After making a poor first impression via an opening crawl banging on about some pseudo-biblical nonsense (your character’s name is Zoah, geddit?…because it’s like Noah but with the “N” turned ar-oh forget it), Laraan sets you off on a dangerous journey to find eight rocks, in order to appease the Almighty himself. That’s right, you’re on a mission from God (Make sure you say that in Dan Aykroyd’s voice, Blues Brothers fans).
Other than the aforementioned preamble of verbiage, the relatively vague story of Laraan is largely told through symbolism and other forms of visual imagery, but the narrative lacks the evocative power of the titles it’s clearly inspired by. The whole thing rushes by so fast (you can complete it within an hour), that’s there’s no real sense of pacing, destroying any hope for a sobering third act or cathartic denouement.
Even so, Laraan can sometimes be a strikingly beautiful game, with a minimalist art style which accentuates the power of the memorable locales and bold design choices. The environmental diversity ensures that this artistry is used to full effect, as you’ll find yourself gazing around at some truly impressionistic scenery.
Sometimes the low-poly effect can work to the game’s detriment, however, with certain areas or objects appearing a tad too simplistic to elicit any reaction other than apathy. All that being said, Laraan’s stark visual aesthetic is undoubtedly the game’s finest asset and allows the experience to stand out amongst many other titles within the genre.

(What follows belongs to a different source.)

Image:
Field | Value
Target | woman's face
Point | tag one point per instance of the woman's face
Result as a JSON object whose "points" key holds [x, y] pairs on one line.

Unfortunately, the camera seems to be bizarrely reluctant to capture the scenery with any modicum of grace or basic competence, as it can bounce around in all sorts of directions as you move your character around the terrain. This seems to be a result of the odd manner in which Zoah walks, runs or jumps since his dimensional field for motion feels somewhat limited. It’s hard to describe, but you’ll understand the problem almost as soon as you attempt to perform something more ambitious than his default pace of a slow walk. This isn’t a huge problem for the most part, but the later stages of the game feature platforming sections, which become much more difficult than they ought to be solely as a result of these logistical issues. For a game that’s seemingly meant to be calming and serene, Laraan too often left me bogged down in frustration with the tedium of trying to co-operate with its finicky controls.

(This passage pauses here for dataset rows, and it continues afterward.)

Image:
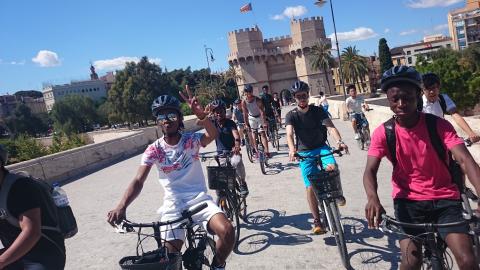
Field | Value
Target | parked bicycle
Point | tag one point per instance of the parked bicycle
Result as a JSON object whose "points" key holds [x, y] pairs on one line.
{"points": [[224, 179], [328, 188], [198, 254]]}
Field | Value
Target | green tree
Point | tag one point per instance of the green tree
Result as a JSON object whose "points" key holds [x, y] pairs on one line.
{"points": [[384, 55], [321, 59], [354, 66], [74, 114]]}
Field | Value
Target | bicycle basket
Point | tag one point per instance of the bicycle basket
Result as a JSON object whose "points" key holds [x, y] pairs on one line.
{"points": [[221, 178], [326, 185], [152, 260]]}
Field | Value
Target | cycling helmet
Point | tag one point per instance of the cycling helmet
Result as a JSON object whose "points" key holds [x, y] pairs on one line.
{"points": [[3, 155], [217, 103], [165, 102], [401, 74], [299, 86], [248, 88], [429, 79]]}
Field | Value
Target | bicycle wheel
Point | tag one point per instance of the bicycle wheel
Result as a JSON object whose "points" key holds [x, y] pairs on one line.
{"points": [[337, 230], [228, 205]]}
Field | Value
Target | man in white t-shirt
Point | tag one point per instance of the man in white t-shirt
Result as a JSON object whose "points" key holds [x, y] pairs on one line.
{"points": [[176, 156], [354, 109], [441, 104]]}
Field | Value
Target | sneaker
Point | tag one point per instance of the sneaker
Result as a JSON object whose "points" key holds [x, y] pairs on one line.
{"points": [[341, 201], [318, 227], [243, 190]]}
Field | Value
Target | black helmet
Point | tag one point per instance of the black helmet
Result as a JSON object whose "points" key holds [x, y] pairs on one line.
{"points": [[299, 86], [401, 74], [3, 155], [217, 103], [165, 102]]}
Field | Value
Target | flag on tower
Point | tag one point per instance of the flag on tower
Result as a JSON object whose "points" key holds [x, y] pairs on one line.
{"points": [[246, 8]]}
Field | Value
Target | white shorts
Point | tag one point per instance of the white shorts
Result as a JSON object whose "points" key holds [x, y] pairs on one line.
{"points": [[255, 123], [173, 232]]}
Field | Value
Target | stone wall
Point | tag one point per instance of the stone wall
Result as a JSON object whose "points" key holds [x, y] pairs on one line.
{"points": [[61, 166]]}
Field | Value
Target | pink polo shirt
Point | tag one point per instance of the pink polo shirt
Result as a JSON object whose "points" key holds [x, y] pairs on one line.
{"points": [[419, 174]]}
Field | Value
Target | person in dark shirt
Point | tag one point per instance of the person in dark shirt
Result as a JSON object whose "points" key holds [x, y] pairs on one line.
{"points": [[28, 246], [228, 140], [309, 123]]}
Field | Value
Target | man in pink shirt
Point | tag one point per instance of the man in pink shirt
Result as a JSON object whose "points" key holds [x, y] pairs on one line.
{"points": [[423, 190]]}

These platforming sections are about as interactive as the gameplay gets, and the focus seems to be on enjoying the sights more than anything else. There are a few particularly “video game-y” sections, including a vehicle-bound obstacle course and a poorly designed boss fight, but these tend to further highlight the jankiness of the controls.
I also can’t stress enough how pointless it would be to pick up this game if you don’t own a controller to use with your PC. The keyboard controls are awful; and I don’t mean mouse and keyboard either, just keyboard. For some unknown reason, Laraan only allows you to move the camera using four hotkeys rather than just a mouse, and it feels awful.
The game does warn that a gamepad is the best option for this experience, but it just seems an odd design limitation to exclude a huge proportion of people who might not own a controller of any type, or simply want to stick with their usual mouse and keyboard.
“Laraan’s stark visual aesthetic is undoubtedly the game’s finest asset, and allows the experience to stand out amongst many other titles within the genre.”
All in all, Laraan represents a perfectly fine way to spend an hour or so with an interesting but flawed experience, more so to enjoy the game’s distinctive visual style than engage with its uncooperative gameplay elements. It won’t appeal to all tastes, but if the screenshots for Laraan have already peaked your interest, then it might be worth a shot.